Monday, November 14, 2011

Breastfeeding and Humble Pie

So in my previous post I mentioned that breastfeeding has been a bit of a challenge. Throughout my pregnancy, people would often ask me if I took or plan on taking any breastfeeding classes. Fellow preggars advised of great breastfeeding books that helped them. Let's just say I was a bit arrogant concerning the topic. In my mind women have been breastfeeding for ages. What did women do when there were no books or classes to assist them with breastfeeding?  Every time my OB/GYN office mentioned a lactation specialist I laughed a little on the inside because I just knew without a doubt that they were making a mountain out of a mole hill. In other words if breastfeeding is complicated its because you make it complicated. Boy am I ever eating a huge slice of humble pie. Actually I think I am eating the whole pie!

First let me share that once I came through in recovery the first thing the nurse asked me was did I feel like I could nurse. I happily replied yes. I couldn't wait for that bond with my son and to pass on all the nutrients and life I had inside me to him. I'm fast learning that I am way more traditional and maternal than I ever believed. We nursed just fine in that cold recovery room. As the feedings continued nursing was not so easy. My son would become frustrated with latching on and go into a hunger rage. I would become frustrated which was not good because I was sure my son could sense my frustration. Well the frustration began to turn into sadness. I was feeling like a failure. The one thing my son needed of me at that time and I couldn't provide it. Let me explain that the colostrum was coming out just fine; we were having latching issues. After witnessing one of my nursing episodes and the difficulty in getting my son to latch on, my nurse had a lactation specialist come to my room (my first bite of humble pie). The specialist quickly realized that the issue resided with my nipples. Apparently, my nipples are too flat and thus my son had a difficult time with locating them for suckling. She gave me a shield which helped and my son instantly was able to latch on  and suck. Yes I thought my worries are over. Boy was I wrong and about to eat my next slice of humble pie.

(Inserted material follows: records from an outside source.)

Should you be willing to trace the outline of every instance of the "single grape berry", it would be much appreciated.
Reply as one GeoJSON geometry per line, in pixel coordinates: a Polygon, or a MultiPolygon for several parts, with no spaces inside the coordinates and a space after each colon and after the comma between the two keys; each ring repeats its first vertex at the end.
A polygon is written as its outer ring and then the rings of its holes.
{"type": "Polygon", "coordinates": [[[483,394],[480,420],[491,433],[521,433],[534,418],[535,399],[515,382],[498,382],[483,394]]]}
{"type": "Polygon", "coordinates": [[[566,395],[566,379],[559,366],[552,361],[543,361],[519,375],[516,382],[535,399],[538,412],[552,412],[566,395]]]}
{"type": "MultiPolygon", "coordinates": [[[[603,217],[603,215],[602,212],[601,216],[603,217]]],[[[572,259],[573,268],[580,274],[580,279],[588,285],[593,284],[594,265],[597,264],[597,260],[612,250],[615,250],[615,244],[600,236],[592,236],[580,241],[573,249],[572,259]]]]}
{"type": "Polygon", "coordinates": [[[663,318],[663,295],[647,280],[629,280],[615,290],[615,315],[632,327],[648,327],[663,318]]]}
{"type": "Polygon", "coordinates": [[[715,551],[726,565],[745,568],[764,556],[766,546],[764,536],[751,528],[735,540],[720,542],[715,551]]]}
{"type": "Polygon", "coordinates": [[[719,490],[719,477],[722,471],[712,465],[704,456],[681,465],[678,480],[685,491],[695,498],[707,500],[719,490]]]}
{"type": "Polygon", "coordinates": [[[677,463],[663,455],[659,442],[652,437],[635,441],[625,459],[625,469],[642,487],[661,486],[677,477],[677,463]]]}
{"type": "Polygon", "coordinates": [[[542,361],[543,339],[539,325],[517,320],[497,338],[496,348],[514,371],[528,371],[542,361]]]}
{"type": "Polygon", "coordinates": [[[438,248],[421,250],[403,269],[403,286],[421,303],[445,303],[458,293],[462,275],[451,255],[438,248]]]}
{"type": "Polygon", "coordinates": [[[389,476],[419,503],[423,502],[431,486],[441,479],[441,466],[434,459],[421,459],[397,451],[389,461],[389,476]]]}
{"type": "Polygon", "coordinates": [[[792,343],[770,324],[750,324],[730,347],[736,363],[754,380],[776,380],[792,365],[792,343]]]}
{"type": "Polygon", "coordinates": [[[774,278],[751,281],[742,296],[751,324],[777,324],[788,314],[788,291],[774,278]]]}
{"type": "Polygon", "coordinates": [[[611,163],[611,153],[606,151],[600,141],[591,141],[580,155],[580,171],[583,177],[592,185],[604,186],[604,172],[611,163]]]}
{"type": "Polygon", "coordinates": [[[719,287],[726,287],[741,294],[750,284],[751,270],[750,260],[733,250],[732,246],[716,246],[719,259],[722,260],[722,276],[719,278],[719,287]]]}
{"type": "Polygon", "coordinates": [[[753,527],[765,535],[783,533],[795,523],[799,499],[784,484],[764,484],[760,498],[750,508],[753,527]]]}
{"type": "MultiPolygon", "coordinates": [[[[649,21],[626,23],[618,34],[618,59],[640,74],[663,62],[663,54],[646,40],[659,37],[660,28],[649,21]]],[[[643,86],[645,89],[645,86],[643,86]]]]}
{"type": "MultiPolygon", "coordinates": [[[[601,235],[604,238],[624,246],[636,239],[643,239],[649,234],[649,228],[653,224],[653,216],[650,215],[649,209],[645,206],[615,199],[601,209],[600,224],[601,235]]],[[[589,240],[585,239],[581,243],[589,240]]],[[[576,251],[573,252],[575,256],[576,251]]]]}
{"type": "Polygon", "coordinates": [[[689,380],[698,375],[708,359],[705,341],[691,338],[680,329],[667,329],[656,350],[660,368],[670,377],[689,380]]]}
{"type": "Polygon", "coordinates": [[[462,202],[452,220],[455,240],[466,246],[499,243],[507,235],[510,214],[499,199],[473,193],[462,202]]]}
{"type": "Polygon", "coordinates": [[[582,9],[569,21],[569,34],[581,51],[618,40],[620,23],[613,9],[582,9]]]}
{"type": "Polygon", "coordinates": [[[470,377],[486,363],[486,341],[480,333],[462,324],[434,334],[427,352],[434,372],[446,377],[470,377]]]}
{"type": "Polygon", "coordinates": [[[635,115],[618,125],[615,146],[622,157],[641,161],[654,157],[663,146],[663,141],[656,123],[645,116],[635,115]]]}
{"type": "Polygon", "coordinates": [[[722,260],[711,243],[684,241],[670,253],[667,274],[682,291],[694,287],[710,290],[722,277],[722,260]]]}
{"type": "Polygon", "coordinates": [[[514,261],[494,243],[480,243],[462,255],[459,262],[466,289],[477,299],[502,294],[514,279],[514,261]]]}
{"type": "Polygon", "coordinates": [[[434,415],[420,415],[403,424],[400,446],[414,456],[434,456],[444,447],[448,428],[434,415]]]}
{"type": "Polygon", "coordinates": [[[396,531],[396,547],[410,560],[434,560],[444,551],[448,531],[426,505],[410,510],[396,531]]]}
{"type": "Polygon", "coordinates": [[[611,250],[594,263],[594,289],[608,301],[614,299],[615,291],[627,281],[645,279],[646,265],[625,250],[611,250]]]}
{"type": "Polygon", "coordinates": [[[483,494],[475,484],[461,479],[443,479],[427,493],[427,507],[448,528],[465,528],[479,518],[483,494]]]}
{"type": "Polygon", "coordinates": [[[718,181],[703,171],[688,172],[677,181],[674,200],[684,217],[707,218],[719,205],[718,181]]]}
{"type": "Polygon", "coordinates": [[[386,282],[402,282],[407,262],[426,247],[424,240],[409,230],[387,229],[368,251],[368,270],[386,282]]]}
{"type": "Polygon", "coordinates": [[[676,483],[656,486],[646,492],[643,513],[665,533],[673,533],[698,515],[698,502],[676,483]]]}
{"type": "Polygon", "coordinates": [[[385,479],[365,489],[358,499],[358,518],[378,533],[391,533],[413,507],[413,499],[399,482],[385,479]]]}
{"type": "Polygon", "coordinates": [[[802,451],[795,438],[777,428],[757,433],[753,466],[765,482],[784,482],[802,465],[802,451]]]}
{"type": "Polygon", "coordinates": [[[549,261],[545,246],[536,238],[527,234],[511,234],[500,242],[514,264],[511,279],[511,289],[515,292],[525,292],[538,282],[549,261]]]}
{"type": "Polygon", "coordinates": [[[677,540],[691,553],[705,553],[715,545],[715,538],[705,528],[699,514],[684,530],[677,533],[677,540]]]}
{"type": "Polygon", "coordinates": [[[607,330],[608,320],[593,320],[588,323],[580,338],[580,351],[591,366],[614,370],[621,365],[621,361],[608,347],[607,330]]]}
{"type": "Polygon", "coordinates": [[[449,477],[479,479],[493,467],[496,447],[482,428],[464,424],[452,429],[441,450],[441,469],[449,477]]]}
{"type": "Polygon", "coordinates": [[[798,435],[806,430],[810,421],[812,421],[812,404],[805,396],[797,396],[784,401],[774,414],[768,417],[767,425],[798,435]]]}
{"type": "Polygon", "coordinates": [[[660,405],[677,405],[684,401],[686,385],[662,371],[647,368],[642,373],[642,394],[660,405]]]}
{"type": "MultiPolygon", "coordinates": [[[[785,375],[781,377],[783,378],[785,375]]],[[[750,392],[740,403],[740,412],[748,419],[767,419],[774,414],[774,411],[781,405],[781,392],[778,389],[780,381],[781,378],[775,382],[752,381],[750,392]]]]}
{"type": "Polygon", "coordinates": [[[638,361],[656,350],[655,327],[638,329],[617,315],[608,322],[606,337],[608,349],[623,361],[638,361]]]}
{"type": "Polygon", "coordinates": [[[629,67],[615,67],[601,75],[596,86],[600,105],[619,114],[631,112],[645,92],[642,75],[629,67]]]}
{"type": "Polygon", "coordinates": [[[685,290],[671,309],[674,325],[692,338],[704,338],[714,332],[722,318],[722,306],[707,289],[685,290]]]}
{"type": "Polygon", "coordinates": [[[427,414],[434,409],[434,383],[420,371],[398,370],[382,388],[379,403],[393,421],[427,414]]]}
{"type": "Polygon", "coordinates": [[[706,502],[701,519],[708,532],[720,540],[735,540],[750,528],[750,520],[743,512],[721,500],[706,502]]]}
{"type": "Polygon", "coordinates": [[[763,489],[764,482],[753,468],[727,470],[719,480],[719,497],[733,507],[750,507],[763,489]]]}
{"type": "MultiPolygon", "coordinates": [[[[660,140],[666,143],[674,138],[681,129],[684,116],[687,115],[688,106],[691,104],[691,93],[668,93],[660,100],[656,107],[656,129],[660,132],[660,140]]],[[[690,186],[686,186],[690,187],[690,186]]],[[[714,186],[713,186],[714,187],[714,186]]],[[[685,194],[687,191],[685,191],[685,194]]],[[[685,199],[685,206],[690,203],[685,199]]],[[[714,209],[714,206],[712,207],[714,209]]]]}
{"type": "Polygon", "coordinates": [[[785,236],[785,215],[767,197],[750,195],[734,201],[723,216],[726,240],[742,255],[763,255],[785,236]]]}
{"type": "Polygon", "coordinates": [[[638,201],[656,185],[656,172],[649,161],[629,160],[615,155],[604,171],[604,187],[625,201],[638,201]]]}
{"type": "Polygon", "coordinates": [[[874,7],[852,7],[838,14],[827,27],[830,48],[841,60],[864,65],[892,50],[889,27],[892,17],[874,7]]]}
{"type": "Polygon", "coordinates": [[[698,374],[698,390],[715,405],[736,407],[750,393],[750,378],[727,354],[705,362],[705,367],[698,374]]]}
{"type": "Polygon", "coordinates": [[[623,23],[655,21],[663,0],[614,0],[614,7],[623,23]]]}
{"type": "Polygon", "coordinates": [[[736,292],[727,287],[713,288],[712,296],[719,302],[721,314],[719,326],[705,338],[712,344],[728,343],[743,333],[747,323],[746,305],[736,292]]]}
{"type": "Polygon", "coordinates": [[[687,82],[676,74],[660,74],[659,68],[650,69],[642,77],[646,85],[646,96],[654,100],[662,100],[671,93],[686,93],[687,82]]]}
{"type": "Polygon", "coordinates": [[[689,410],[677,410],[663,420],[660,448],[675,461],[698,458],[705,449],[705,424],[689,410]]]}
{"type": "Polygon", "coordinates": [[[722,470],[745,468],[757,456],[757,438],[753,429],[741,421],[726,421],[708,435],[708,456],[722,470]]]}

"We suggest you supplement with formula" were the worst words I had heard since my son was born. He dropped more than ten percent of his birth weight while we were still in the hospital. How could this be? I was nursing all the time. The "liquid gold" as the nurses called the colostrum was flowing and my son was well fed I thought. With the drop in weight the doctor suggested that we supplement with formula. It could still be a couple of days before my milk let down. I ate the slice of pie and began bottle feeding my son with formula. Well it took almost a whole week for my milk to come in and during that time my son had become accustomed to the quick flow of the bottle. Whenever we nursed he became quickly frustrated and would furiously cry. Of course this broke my spirits and I would acquiesce and bottle feed him. I began pumping and providing him with breast milk through the bottle. I still wanted to ensure that he got breast milk.

Between my exhaustion and the obvious lack of hours in a day I don't pump like I should. My son absolutely refuses to breastfeed, even going as far as to attempt to push my breast away. This is actually quite funny. That being said I'm not producing enough milk to cover all his feedings. Needless to say breastfeeding is a little trickier than I thought. My advice to future breast feeders...have some patience, read up as much as possible in advance and don't feel like a failure if in the end you choose Similac as the method to feed your growing child. I'm just getting over the disappointment in my breastfeeding woes. I felt like a failure for quite some time until I realized that the important thing is to have a healthy baby. My son has gained his weight back and is progressing well. Hopefully things will be better with the next child. One thing for sure I will not be so arrogant...I hate having to eat humble pie.